September 26th, 02011 by Alex Mensing
When it comes to society’s propensity for compromisingly short-term thinking, not even the scientific community is immune. A recent post on John Horgan‘s blog at Scientific American discussed a few of the trends responsible for the hastiness (and resulting shoddiness) of too much of our scientific activity. Among the trends is an overemphasis on ‘popular’ research topics, which statistician John Ioaniddis has shown leads to more inaccurate publications.
The likelihood that a claim will hold up, he argues, is inversely proportional to the initial attention that it gets from other scientists and the media. Large, fast-moving, “hot” fields, which can yield large financial payoffs, tend to have the worst records.
Thankfully, the primary subject of Horgan’s post is not fast-paced failure, but an interesting effort to promote slower, better science. A group of scientists based in Germany have published “The Slow Science Manifesto,” which praises the essential nature of “accelerated science of the early 21st century” but scolds those who demand that scientists constantly produce research with immediate practical application and clear meaning and intention. “Science needs time,” they assert, “to think.”
Science needs time to read, and time to fail. Science does not always know what it might be at right now. Science develops unsteadily, with jerky moves and unpredictable leaps forward—at the same time, however, it creeps about on a very slow time scale, for which there must be room and to which justice must be done.

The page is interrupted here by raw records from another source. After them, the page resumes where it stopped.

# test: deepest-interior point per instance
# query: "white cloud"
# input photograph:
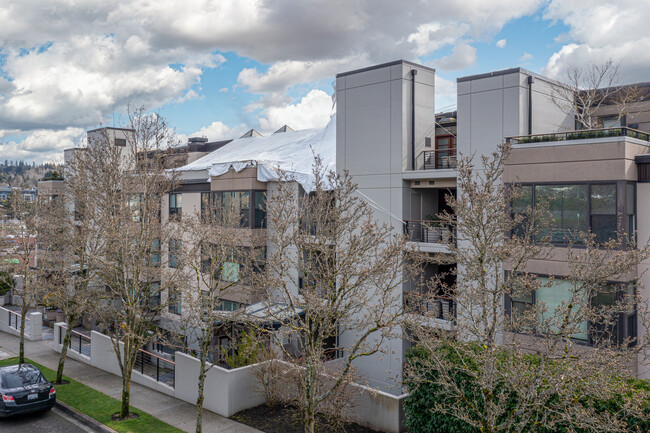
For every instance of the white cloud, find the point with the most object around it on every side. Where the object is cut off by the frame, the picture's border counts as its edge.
(73, 63)
(312, 111)
(445, 94)
(282, 75)
(462, 56)
(525, 57)
(219, 131)
(79, 81)
(42, 145)
(600, 30)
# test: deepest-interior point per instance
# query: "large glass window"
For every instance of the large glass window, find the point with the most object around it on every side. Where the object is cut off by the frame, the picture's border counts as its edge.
(260, 209)
(175, 246)
(175, 301)
(235, 201)
(630, 210)
(551, 300)
(568, 208)
(522, 203)
(175, 204)
(249, 205)
(554, 295)
(603, 212)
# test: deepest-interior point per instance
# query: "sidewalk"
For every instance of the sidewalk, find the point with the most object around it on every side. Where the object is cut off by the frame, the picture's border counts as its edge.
(168, 409)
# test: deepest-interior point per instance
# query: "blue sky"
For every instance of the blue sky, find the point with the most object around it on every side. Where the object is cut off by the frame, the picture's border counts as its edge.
(220, 68)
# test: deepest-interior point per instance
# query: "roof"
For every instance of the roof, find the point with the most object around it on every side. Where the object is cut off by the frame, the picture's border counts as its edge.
(291, 153)
(272, 312)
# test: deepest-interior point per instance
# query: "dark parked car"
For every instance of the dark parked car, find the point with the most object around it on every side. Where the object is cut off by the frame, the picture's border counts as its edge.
(23, 388)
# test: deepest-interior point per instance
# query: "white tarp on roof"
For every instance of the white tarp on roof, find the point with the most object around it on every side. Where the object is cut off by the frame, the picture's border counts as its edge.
(291, 153)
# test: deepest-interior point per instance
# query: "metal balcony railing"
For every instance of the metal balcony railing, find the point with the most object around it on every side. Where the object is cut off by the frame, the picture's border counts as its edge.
(14, 321)
(79, 342)
(439, 159)
(156, 367)
(438, 307)
(580, 135)
(428, 231)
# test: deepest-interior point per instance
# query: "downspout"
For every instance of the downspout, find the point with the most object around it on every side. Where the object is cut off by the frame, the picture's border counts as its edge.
(414, 72)
(531, 80)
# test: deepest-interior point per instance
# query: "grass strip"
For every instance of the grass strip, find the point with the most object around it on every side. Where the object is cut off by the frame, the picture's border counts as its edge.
(98, 405)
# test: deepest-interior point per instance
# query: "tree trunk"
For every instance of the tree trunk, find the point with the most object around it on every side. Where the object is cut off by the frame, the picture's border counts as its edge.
(64, 352)
(21, 354)
(310, 420)
(199, 398)
(126, 394)
(309, 410)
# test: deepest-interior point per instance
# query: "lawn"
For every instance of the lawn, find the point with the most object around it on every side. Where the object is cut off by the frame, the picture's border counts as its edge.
(99, 406)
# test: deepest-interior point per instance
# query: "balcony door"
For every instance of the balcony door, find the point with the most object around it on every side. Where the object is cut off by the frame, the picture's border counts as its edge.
(445, 151)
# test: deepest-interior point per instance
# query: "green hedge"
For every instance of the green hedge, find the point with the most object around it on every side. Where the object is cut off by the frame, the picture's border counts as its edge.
(422, 417)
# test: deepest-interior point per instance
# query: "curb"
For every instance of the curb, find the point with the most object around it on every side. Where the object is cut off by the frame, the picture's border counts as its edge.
(83, 418)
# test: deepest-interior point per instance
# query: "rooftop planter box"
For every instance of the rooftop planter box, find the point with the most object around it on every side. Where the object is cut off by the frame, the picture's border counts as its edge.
(580, 135)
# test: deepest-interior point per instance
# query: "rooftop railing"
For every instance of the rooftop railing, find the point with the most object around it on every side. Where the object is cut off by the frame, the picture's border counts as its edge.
(580, 135)
(428, 232)
(156, 367)
(439, 159)
(438, 307)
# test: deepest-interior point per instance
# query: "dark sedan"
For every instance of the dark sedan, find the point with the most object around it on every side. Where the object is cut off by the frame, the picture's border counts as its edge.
(23, 388)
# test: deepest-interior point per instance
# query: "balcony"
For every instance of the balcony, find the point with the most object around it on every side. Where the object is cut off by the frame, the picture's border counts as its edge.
(439, 159)
(431, 232)
(436, 307)
(580, 135)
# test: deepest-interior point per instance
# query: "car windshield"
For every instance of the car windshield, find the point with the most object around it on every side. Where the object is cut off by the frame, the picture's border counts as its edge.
(22, 377)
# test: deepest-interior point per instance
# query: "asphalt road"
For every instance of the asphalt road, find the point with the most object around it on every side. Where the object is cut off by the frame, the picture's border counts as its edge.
(53, 421)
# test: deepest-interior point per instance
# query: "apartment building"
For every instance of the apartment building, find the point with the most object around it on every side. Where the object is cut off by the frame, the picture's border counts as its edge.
(402, 154)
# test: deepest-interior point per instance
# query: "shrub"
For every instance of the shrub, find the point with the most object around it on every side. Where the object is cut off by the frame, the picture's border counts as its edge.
(422, 416)
(6, 282)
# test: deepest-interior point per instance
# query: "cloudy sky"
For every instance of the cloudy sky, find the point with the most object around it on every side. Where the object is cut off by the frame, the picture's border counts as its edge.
(220, 67)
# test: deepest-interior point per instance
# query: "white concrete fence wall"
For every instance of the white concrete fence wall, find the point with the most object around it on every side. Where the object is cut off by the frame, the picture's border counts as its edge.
(33, 324)
(227, 392)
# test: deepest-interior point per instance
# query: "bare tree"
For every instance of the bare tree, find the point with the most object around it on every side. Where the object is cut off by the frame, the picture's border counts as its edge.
(521, 366)
(22, 227)
(334, 278)
(592, 92)
(130, 179)
(69, 245)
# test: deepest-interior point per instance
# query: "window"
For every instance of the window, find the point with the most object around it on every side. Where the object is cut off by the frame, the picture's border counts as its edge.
(603, 212)
(175, 246)
(611, 122)
(175, 204)
(260, 209)
(630, 210)
(154, 295)
(550, 296)
(568, 208)
(225, 305)
(553, 296)
(154, 258)
(577, 208)
(446, 151)
(235, 201)
(205, 204)
(249, 205)
(175, 301)
(522, 204)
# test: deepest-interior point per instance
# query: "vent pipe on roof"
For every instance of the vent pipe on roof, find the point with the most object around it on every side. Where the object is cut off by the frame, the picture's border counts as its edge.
(414, 72)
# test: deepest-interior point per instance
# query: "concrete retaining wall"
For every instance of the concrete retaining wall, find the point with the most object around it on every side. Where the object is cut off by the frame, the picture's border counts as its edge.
(33, 328)
(230, 391)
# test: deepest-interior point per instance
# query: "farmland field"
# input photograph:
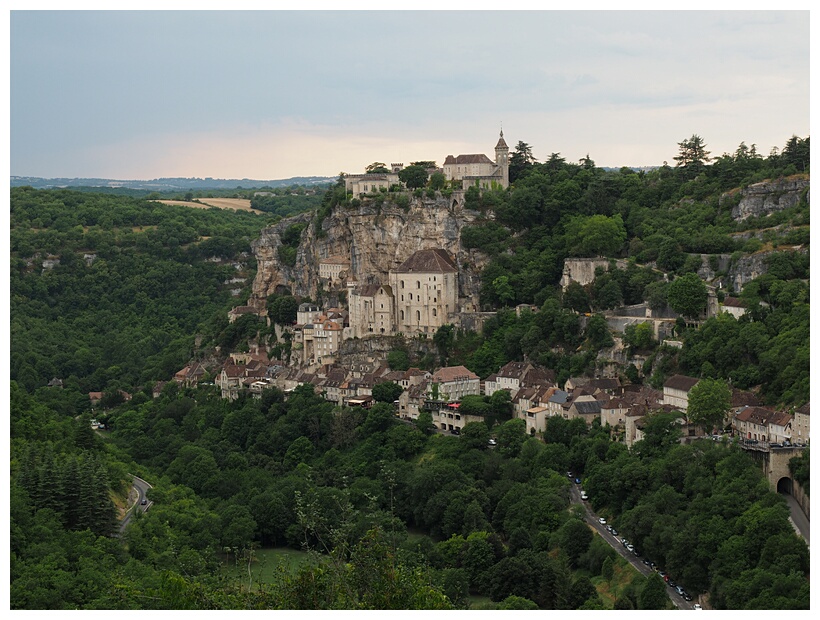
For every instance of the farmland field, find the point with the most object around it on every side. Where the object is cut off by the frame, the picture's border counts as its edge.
(239, 204)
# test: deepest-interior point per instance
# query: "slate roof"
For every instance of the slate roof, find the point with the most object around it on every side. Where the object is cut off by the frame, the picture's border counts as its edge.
(680, 382)
(472, 158)
(587, 407)
(435, 260)
(453, 373)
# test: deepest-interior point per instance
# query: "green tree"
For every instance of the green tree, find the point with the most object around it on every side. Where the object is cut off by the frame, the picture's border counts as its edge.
(387, 391)
(437, 180)
(653, 594)
(413, 176)
(692, 154)
(376, 167)
(709, 403)
(687, 295)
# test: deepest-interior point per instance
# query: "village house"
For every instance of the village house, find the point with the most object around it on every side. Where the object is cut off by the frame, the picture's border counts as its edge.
(190, 375)
(676, 391)
(479, 170)
(760, 424)
(331, 269)
(733, 306)
(425, 292)
(371, 309)
(238, 311)
(372, 182)
(454, 382)
(800, 427)
(614, 411)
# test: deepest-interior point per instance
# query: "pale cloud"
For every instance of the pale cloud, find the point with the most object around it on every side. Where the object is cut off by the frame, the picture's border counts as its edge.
(270, 95)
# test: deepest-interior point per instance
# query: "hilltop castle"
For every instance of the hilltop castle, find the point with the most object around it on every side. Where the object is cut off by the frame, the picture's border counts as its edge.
(471, 169)
(422, 295)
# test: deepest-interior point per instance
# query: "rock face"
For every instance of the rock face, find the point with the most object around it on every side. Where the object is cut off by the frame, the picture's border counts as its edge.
(375, 238)
(769, 196)
(747, 268)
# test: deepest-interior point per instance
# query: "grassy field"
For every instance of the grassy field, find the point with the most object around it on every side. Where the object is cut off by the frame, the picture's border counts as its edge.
(240, 204)
(266, 564)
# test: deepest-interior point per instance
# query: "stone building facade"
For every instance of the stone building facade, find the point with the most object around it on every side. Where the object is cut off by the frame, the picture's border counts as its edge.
(425, 292)
(477, 168)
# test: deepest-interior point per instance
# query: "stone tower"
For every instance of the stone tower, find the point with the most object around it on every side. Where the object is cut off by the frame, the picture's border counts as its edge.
(502, 159)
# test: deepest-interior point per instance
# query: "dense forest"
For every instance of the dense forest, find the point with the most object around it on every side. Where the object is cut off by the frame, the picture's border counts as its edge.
(113, 293)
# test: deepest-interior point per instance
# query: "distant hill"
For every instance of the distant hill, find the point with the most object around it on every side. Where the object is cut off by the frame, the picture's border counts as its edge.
(166, 184)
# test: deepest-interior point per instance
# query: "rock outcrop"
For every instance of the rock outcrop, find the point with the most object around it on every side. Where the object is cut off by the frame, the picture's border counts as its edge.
(375, 238)
(769, 196)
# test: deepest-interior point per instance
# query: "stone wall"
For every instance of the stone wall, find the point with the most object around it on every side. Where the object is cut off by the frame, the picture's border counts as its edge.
(768, 197)
(375, 238)
(582, 270)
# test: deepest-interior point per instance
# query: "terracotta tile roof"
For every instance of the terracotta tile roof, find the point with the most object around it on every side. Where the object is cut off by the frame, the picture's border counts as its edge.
(755, 415)
(453, 373)
(514, 370)
(680, 382)
(428, 261)
(473, 158)
(733, 302)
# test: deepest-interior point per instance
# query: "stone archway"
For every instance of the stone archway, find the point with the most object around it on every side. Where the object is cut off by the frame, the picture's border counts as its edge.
(784, 485)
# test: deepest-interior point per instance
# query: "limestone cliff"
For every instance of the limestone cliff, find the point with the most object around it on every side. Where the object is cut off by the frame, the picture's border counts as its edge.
(375, 238)
(769, 196)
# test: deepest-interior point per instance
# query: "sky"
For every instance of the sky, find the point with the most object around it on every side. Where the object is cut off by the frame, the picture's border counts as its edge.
(277, 94)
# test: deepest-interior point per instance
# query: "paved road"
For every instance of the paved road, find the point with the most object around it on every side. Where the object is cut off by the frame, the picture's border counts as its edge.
(635, 560)
(135, 498)
(798, 518)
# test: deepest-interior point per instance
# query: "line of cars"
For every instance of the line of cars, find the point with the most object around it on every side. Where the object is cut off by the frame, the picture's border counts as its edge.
(631, 548)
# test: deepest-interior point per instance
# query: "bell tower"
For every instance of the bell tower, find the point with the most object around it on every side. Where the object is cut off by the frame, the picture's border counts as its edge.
(502, 159)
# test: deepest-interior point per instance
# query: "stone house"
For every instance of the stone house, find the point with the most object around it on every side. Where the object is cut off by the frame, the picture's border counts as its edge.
(676, 391)
(425, 292)
(358, 184)
(307, 313)
(800, 427)
(585, 407)
(614, 411)
(190, 375)
(733, 306)
(478, 169)
(454, 382)
(235, 313)
(761, 424)
(371, 309)
(508, 378)
(331, 269)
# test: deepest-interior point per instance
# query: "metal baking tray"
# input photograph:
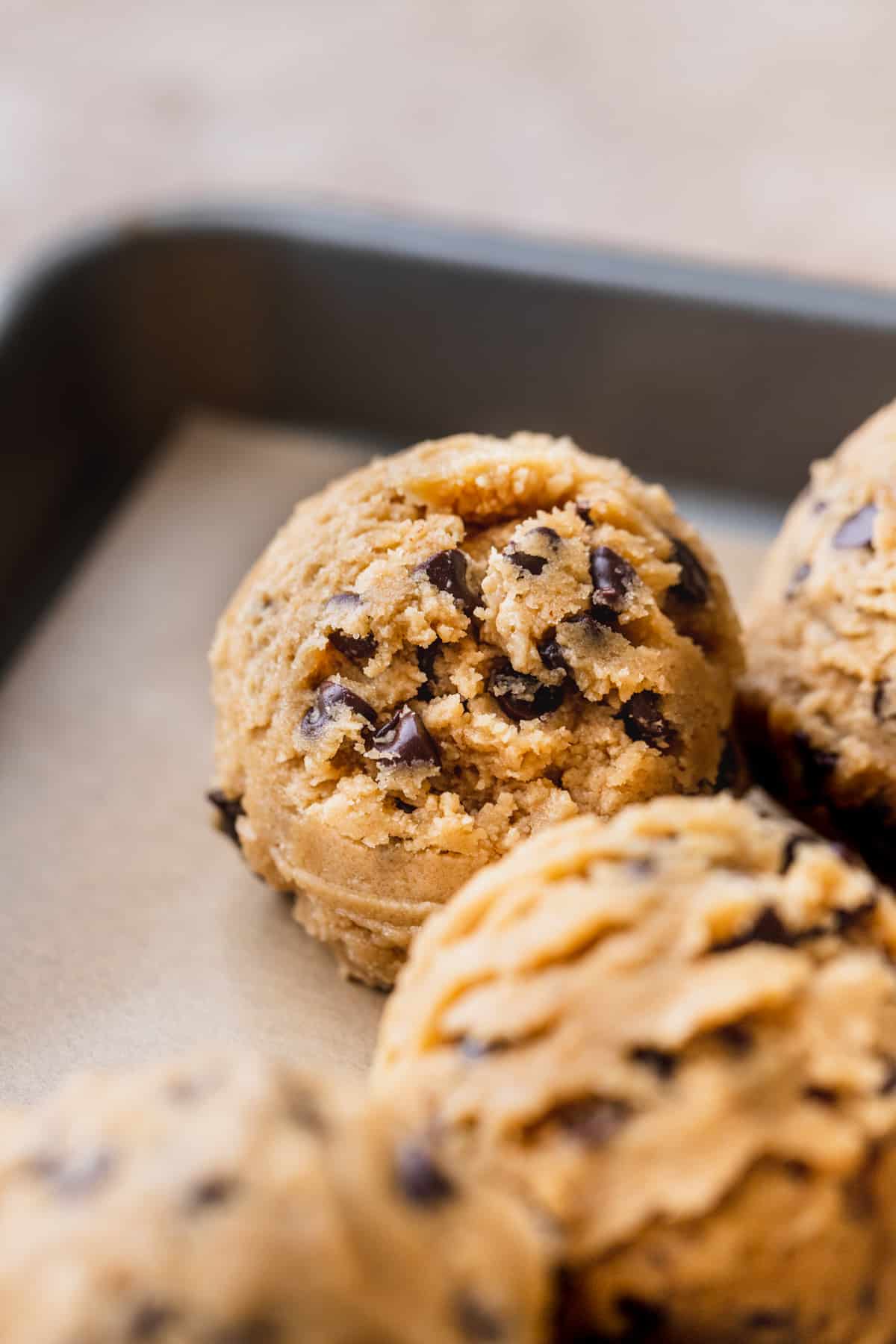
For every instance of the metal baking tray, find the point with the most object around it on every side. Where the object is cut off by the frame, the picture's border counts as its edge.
(128, 927)
(406, 329)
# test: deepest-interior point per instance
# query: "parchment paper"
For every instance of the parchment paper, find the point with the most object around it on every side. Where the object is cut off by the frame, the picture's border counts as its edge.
(128, 927)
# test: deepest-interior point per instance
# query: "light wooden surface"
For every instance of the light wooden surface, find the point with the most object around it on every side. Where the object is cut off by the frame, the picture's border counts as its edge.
(128, 927)
(756, 132)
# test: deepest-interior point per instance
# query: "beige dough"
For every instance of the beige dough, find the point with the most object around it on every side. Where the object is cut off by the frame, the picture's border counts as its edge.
(675, 1035)
(820, 695)
(233, 1201)
(449, 650)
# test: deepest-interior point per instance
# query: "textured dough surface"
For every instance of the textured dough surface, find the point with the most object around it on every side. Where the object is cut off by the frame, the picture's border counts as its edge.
(240, 1202)
(818, 700)
(675, 1033)
(449, 650)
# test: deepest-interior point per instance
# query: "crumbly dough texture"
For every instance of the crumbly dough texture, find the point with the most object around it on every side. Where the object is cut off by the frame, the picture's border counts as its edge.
(675, 1034)
(233, 1201)
(818, 700)
(449, 650)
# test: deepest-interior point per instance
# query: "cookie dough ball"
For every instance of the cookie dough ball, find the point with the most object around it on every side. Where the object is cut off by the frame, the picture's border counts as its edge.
(820, 697)
(240, 1202)
(675, 1033)
(444, 652)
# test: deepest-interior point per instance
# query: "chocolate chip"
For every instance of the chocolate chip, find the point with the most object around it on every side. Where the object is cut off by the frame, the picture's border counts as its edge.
(151, 1320)
(857, 531)
(612, 577)
(591, 1120)
(694, 582)
(791, 846)
(822, 1095)
(420, 1179)
(815, 762)
(523, 561)
(644, 1320)
(523, 697)
(797, 579)
(331, 697)
(879, 698)
(447, 570)
(211, 1192)
(771, 1320)
(228, 809)
(644, 722)
(356, 648)
(476, 1322)
(426, 663)
(662, 1062)
(405, 741)
(729, 772)
(766, 927)
(736, 1039)
(75, 1175)
(551, 653)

The Manifesto concludes: “We cannot continuously tell you what our science means; what it will be good for; because we simply don’t know yet. Science needs time.” This statement corresponds neatly to a sentence from a chapter (titled, not incidentally, “Slow Science”) in Stewart Brand’s book The Clock of the Long Now: “Rigorously collected old data keeps finding new uses.” Brand proposes that the Long Now Library could help facilitate the kinds of long-term projects that produce large useful data sets by helping scientists overcome the obstacles that stand in the way of such endeavors. Perhaps the authors of The Slow Science Manifesto would agree with his analysis:
…in light of their great accumulative value, why are long-term scientific studies so rare? Well, (1) they’re not about proving or disproving hypotheses, the coin of the scientific realm; (2) they don’t generate quick papers, the coin of a scientific career; (3) they bear no relation to scientific fashion, where the excitement is; (4) they’re not subject to money-making patent or copyright; (5) the few that exist usually die when their primary researcher dies; (6) they’re extremely difficult to maintain funding for; and (7) ever growing archives are an expensive hassle to service and keep accessible.
The Long Now Foundation has, in fact, already had the opportunity to support a long-term scientific project. In 02008 the Nevada System of Higher Education received funding from the National Science Foundation to study climate change in the Great Basin. As part of the study they needed to install permanent climate monitoring stations over a wide range of elevation levels and ecosystem types, and the Long Now Foundation’s property in Nevada provided some key locations for constructing stations. If the project overcomes the challenges and pressures that drove a group of frustrated scientists to publish their Slow Science Manifesto, it will one day become a valuable bank of ‘rigorously collected old data,’ and future scientists will continue to use and reuse it for purposes that, quite frankly, we’ve never even dreamed of.